BEDE (Baeda) (c.673–735). Monk of Jarrow and “the Father of English history.” Born at Monkton on Tyne, County Durham, he was taken at the age of seven to the newly founded monastery of Wearmouth a few miles away, moving almost at once to become one of the first members of the community at Jarrow, near his birthplace. He spent the whole of the rest of his life there, never traveling outside Northumbria so far as is known, and yet he became one of the most learned men in Europe. The scholarship and culture of Italy had been brought to England by Theodore of Tarsus,* who was archbishop of Canterbury in the early years of Bede’s life, and it was introduced into Wearmouth and Jarrow by Benedict Biscop.* Here it coalesced with the simpler traditions of devotion and evangelism which came from the Celtic Church.* This caused Northumbria to be a beacon of Christian learning while darkness was gathering on the Continent, and Bede was the foremost example and promoter of that learning.
He grew up at Jarrow under Ceolfrith, from whom he learned the love of scholarship and personal devotion and discipline. When an epidemic swept the monastery, only Ceolfrith and Bede were left, and he records how they managed to maintain the regular divine worship. He was made deacon at the age of nineteen and priest at thirty by John of Beverley, bishop of Hexham. He learned Latin, Greek, and Hebrew. He had a good knowledge of classical authors, which often had to be acquired from books of extracts or quotations in other people’s writings. He was familiar with the works of Ambrose, Jerome, Augustine, and Gregory the Great, and he knew something of Anglo-Saxon poetry.

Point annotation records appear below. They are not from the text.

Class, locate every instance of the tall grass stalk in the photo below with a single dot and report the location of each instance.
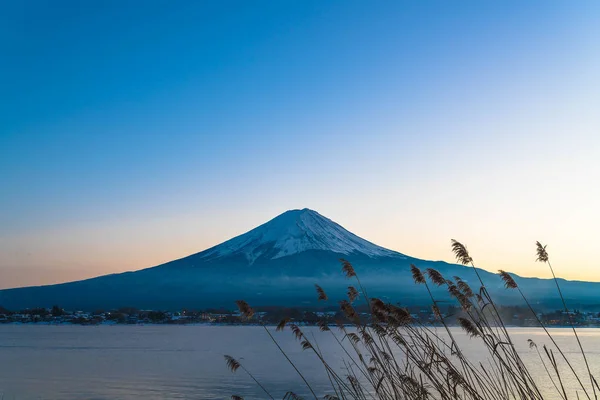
(391, 356)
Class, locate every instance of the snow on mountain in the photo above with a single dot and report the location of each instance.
(296, 231)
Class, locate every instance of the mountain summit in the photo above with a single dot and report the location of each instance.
(277, 264)
(293, 232)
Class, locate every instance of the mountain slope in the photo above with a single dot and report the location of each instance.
(278, 263)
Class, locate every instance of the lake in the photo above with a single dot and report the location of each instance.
(186, 362)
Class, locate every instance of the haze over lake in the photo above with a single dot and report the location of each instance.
(186, 362)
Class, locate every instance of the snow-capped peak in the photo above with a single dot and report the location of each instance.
(293, 232)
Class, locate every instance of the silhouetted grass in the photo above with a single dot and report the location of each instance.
(394, 357)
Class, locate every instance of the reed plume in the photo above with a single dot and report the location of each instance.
(509, 282)
(461, 253)
(245, 310)
(347, 268)
(417, 274)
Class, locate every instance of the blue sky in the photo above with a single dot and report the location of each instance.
(132, 133)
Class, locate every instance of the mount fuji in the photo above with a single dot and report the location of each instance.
(277, 264)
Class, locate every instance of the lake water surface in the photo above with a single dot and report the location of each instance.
(186, 362)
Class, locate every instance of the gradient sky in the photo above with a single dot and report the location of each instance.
(133, 133)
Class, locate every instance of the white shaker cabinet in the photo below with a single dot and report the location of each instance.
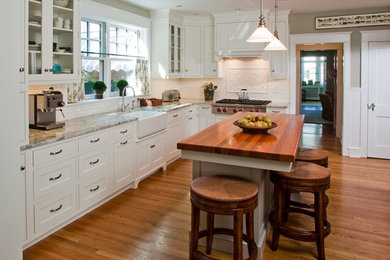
(124, 155)
(210, 63)
(52, 47)
(166, 44)
(193, 51)
(205, 116)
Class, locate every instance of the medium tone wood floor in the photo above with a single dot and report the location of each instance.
(152, 222)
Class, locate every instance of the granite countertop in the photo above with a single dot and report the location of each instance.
(85, 125)
(76, 127)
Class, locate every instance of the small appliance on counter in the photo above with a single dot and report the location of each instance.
(171, 95)
(42, 109)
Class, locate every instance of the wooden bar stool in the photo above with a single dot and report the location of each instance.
(304, 177)
(316, 156)
(224, 195)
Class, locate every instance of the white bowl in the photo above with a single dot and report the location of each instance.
(62, 3)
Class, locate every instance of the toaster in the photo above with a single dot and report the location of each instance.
(171, 95)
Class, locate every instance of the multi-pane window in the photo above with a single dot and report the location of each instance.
(109, 53)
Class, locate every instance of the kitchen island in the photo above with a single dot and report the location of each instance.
(224, 149)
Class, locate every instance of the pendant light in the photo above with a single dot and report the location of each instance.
(276, 44)
(262, 33)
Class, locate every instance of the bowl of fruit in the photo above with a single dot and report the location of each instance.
(255, 124)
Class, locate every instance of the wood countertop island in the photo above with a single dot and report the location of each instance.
(223, 138)
(224, 149)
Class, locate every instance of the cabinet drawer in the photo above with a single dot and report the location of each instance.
(94, 162)
(175, 116)
(93, 190)
(53, 178)
(54, 152)
(54, 211)
(94, 140)
(124, 131)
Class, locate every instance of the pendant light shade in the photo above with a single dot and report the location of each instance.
(262, 33)
(275, 45)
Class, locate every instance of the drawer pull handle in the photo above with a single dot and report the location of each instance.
(92, 190)
(95, 141)
(55, 178)
(55, 153)
(95, 162)
(57, 209)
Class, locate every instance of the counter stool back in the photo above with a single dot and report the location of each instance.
(304, 177)
(224, 195)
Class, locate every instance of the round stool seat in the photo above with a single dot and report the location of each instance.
(304, 174)
(223, 188)
(316, 156)
(223, 195)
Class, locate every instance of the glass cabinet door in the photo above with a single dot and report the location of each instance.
(63, 34)
(34, 37)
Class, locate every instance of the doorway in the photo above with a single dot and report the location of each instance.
(319, 84)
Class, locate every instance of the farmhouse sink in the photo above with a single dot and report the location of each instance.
(150, 122)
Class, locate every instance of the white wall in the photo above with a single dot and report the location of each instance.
(11, 179)
(277, 90)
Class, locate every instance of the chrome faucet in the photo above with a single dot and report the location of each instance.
(123, 106)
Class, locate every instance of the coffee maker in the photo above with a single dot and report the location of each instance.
(42, 109)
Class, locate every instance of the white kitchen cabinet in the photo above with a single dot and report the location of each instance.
(279, 59)
(210, 63)
(46, 63)
(277, 110)
(166, 44)
(191, 125)
(175, 133)
(124, 155)
(150, 155)
(193, 51)
(23, 118)
(205, 116)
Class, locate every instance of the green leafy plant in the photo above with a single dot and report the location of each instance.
(121, 84)
(99, 86)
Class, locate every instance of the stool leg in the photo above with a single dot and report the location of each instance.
(195, 215)
(286, 205)
(249, 220)
(210, 232)
(319, 203)
(278, 215)
(237, 240)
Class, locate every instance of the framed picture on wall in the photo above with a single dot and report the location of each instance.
(344, 21)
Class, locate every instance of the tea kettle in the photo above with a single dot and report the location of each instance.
(243, 94)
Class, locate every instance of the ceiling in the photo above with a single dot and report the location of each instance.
(220, 6)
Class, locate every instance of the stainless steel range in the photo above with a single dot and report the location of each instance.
(231, 106)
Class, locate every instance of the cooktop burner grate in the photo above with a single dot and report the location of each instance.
(243, 102)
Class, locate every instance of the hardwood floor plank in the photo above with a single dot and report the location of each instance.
(152, 222)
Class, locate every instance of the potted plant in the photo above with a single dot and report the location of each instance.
(208, 89)
(121, 84)
(99, 87)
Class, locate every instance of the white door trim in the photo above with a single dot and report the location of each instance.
(367, 36)
(318, 38)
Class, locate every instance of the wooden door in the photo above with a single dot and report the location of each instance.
(378, 100)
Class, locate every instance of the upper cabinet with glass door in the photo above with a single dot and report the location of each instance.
(53, 43)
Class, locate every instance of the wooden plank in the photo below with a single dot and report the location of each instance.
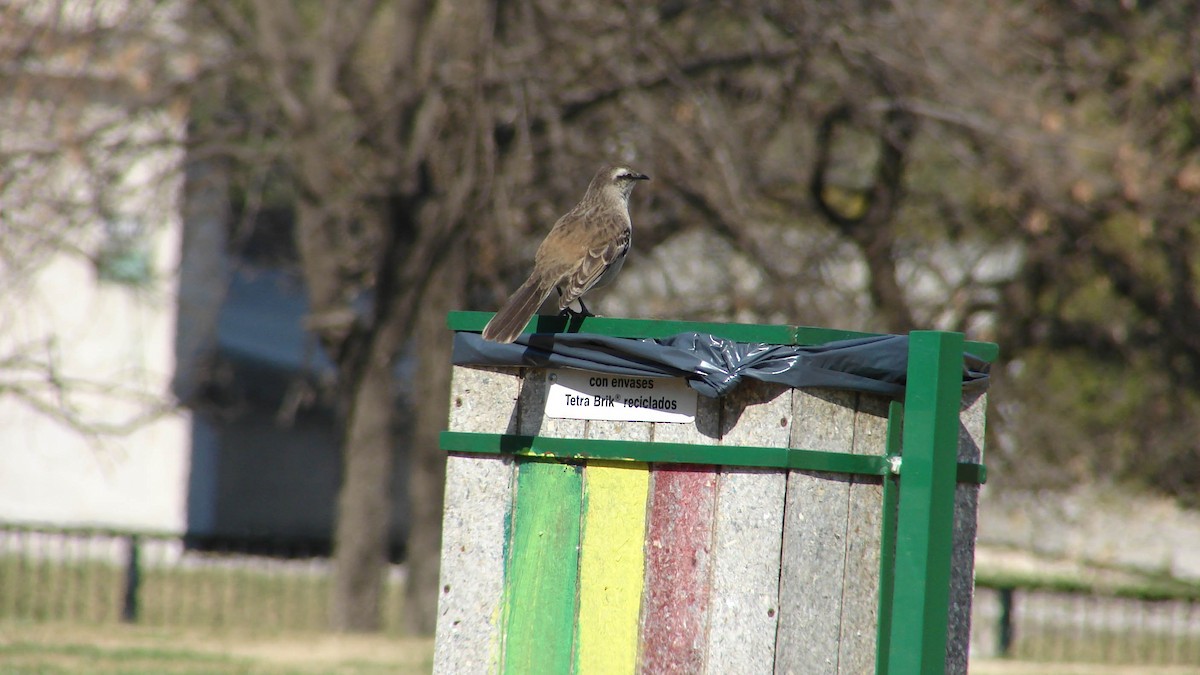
(678, 559)
(966, 513)
(612, 559)
(748, 535)
(474, 526)
(861, 583)
(814, 559)
(541, 579)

Bede’s writings cover a wide range, including natural history, chronology, biblical translation, and exposition. Most important was his Historia Ecclesiastica Gentis Anglorum (“Church History of the English People”). He is described as “the Father of English history” partly because he was the first to try to write any kind of history of England at all, for he sets the story of the church in the general history of the nation. But this title is also due to him because of his methodology. His thorough scholarship is known, for example, by his asking friends to search the archives of the Roman Church and bring him copies of documents which he needed to see. He also had copies made of epitaphs. Where there was nothing in writing he tried to consult the best available oral tradition. He was not always critical, but his work is nonetheless invaluable and his stories are told with great charm. The account of his finishing his translation of John’s gospel before his death is deservedly famous. His fame continued after his death, when he began to be known as “the Venerable Bede.” His bones were removed to Durham to the coffin of Cuthbert, and in 1370 placed in a special tomb in the cathedral.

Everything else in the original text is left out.